Dokimos includes a rule-based stylometric AI-likeness engine.

It computes six signals per chunk, aggregates them into a document-level score, and maps that score to a low, medium, or high automated-writing-risk band.

This score is heuristic and statistical. It is not proof of AI authorship and should not be treated as such.

The Six Signals

The current engine computes these signals:

sentence_length_uniformity Measures how uniform sentence lengths are. Low variation can correlate with machine-generated text.
short_sentence_ratio Measures the fraction of very short sentences. A high ratio can suggest formulaic or list-like writing.
long_sentence_ratio Measures the fraction of very long sentences. A high ratio can also indicate auto-generated prose.
lexical_diversity Uses type-token ratio and inverts it into a risk contribution. Low vocabulary variety increases risk.
sentence_start_repetition Measures whether multiple sentences begin with the same word. Repeated openings can suggest template-driven generation.
avg_word_length_uniformity Measures how uniform average word length is across sentences. Unusually regular patterns can be a machine-writing indicator.

Aggregation and Risk Bands

Each signal contributes to a weighted mean.

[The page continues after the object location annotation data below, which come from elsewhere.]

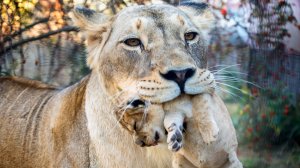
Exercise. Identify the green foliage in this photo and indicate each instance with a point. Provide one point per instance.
(269, 118)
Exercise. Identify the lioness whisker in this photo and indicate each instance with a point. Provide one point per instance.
(226, 91)
(229, 72)
(227, 67)
(233, 87)
(220, 65)
(230, 78)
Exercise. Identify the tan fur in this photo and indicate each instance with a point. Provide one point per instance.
(78, 126)
(220, 153)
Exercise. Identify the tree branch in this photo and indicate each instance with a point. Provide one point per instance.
(50, 33)
(25, 28)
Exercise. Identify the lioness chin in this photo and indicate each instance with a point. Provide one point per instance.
(151, 52)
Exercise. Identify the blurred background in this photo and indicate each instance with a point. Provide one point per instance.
(254, 54)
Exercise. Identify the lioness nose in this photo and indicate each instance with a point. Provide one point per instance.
(179, 76)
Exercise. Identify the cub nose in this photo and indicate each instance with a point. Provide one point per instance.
(179, 76)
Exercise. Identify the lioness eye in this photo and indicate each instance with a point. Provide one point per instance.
(133, 42)
(190, 36)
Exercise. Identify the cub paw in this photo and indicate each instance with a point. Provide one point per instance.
(210, 134)
(175, 137)
(236, 164)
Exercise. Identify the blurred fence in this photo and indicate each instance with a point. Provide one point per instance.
(256, 43)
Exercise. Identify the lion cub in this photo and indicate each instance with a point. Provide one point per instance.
(179, 110)
(144, 121)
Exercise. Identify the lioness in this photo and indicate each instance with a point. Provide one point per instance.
(143, 48)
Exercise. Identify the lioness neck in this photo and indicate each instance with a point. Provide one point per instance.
(111, 146)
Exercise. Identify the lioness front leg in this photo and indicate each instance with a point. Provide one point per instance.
(203, 109)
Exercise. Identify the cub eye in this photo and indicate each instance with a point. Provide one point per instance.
(190, 36)
(135, 126)
(133, 42)
(136, 103)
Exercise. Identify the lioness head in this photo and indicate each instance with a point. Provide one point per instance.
(154, 52)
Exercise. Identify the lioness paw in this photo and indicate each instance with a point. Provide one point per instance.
(175, 137)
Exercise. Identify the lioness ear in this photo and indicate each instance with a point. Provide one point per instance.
(96, 28)
(200, 14)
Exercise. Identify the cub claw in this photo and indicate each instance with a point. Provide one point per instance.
(210, 135)
(174, 138)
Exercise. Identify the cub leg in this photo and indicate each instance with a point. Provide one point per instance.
(173, 123)
(175, 113)
(203, 109)
(179, 161)
(233, 160)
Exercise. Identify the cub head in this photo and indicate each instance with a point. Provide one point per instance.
(153, 53)
(144, 121)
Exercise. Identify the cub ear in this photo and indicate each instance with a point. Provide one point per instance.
(96, 27)
(201, 15)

Most signals use weight 1.0. sentence_start_repetition uses a lower weight because it is less reliable on short text.

The document-level score is then mapped to the configured risk bands:

high when score is at least DOKIMOS_AI_RISK_HIGH_THRESHOLD (default 0.6)
medium when score is at least DOKIMOS_AI_RISK_MEDIUM_THRESHOLD (default 0.3)
low otherwise

Chunk-level findings are also included so you can see where signals cluster inside the document.

Caveats

The engine always emits a stylometric_only caveat:

Stylometric heuristics only — not a substitute for human review.

It also emits a short_document caveat when total word count is below DOKIMOS_AI_SHORT_DOCUMENT_WORDS (default 80):

Short documents produce less reliable signals.

Current Evaluation Status

Dokimos does not currently publish a formal benchmark with false-positive and false-negative rates.

What exists today is regression and ordering coverage in tests/test_evaluation.py. Those tests verify that:

clearly AI-like fixture text scores higher than natural human text
templated text scores higher than clearly human writing
mixed text remains within a sensible range
risk bands line up with configured thresholds
caveats and explanations are present when expected
edge cases such as empty documents and single-sentence input do not crash the engine

That is useful for guarding implementation drift, but it is not the same thing as a published accuracy study.

In other words:

the current tests support relative ordering and stability claims
they do not support a strong claim like “the AI detector is X% accurate”

Practical Guidance

Treat AI-likeness as a review signal, not a verdict.
Expect domain, genre, and document length to affect the score.
Use the JSON output when you want to inspect individual indicators, caveats, and chunk findings.
For higher-stakes decisions, keep a human review step in the loop.